By 1046 GMT, the pan-European FTSEurofirst 300 .FTEU3 index of top shares was down 0.1 percent at 1,025.57 points after rising to its highest close since Oct. 3, 2008 on Monday.

The benchmark index is still up nearly 59 percent from its lifetime low on March 9, but down 37 percent since reaching its mid-2007 peak.

It is a relatively modest fall. It is possibly just a bit of profit taking after what has been a very strong rally, said Peter Dixon, economist at Commerzbank.

Banks took the most points off the index. Barclays fell 5 percent after Qatar sold 379 million shares worth over 1.3 billion pound ($2.1 billion), stoking speculation it might use a big profit to make a move on British food retailer Sainsbury (SBRY.L).

HSBC (HSBA.L), Credit Suisse (CSGN.VX), and Credit Agricole (CAGR.PA) were down 0.8-1.9 percent.

Drugmakers were under pressure. Actelion (ATLN.VX) lost 3.3 percent after sales of its most important drug disappointed in the third quarter. 

Oils dipped as crude CLc1 retreated 0.4 percent. BG Group (BG.L), BP (BP.L), Royal Dutch Shell (RDSa.L) and Cairn Energy (CNE.L) were 0.6-1.7 percent lower.

SAINSBURY GAINS

On the upside, food retailers were in demand. Sainsbury was up 5.2 percent following the Qatar speculation, while Tesco (TSCO.L), Casino (CASP.PA) and Carrefour (CARR.PA) gained 1.5-1.7 percent.

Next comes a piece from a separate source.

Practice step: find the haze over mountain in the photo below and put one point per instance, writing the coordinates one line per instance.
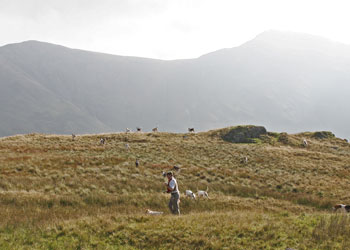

But, Dutch grocer Ahold (AHLN.AS) slipped 2.8 percent after sales grew more slowly in the third quarter as food prices fell and recession-hit shoppers switched to cheaper goods, especially in the United States. 

Media stocks were on the rise, with British publishing group Pearson (PSON.L) 2.1 percent higher after raising full-year guidance, saying it now expected adjusted earnings to be at or above 60 pence per share following a strong performance from its education business. 

The technical analysts I talk to are still convinced that there is momentum behind the rally, said Andy Lynch, fund manager at Schroders.

A strong earnings report from Texas Instruments (TXN.N) injected optimism about recovery in the chip industry.

Chip design company ARM (ARM.L) was up 3.4 percent, while chipmaker Infineon (IFXGn.DE) was 1.7 percent higher and STMicroelectronics (STM.PA) gained 0.2 percent.

Across Europe, the FTSE 100 .FTSE index, Germany's DAX .GDAXI and France's CAC 40 .FCHI were all down 0.2 percent.